二人は知り合いなのか。死にたい。もう修羅場どころじゃない。
「気安く俺の真知ちゃんの名前呼んでんじゃねぇ! ブッ殺すぞ!」
「うっせぇな! 俺の勝手だろ! 黙れカマ野郎!」
「あぁん!? 人の事言える立場か!? お前も同じだろうが!」
「違うね! 俺は女装が好きなだけだ! それにてめぇと違って似合ってるからいいんだよ!」
「ふざけんなくそ野郎!」
「てめぇがふざけんな!」
葛西とひろみちゃんがものすごい形相でお互いを罵り合う。
葛西はヤクザみたいだし、ひろみちゃんはまるで男……え?
「う、うわぁぁ!」
「! ま、真知ちゃんどうしたの? どこか怪我した?」
「ひ、ひ、ひろみちゃん………男なの!?」
「え、あ、うん。そうだけど」
あっけらかんとした顔で言うひろみちゃ……いや、ひろみ君。好みだったから凄いショックだ。
もうなんか目の前の事を処理しきれなくて俺は呆然う。
まさかひろみちゃんが男だとは。いや、確かに背は高いし声はハスキーだしなんかゴツい気もしたけど全く気付かなかった。むしろ好みの体格だったし。

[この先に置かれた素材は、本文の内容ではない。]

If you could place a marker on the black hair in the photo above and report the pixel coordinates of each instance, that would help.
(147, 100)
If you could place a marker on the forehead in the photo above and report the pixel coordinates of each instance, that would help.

日頃葛西の似合わない女装に見慣れているせいだろうか、ひろみちゃんは女の子にしか見えなかった。
「そんな………」
「………ちょっと待った真知ちゃん。さっき会ったにしては二人共なんか仲良くない? もしかしたらこいつとは前から知り合いなの!?」
「え………あ、その…」
これまたものすごい形相で葛西が詰めよって来た。うわやば、どうしよう。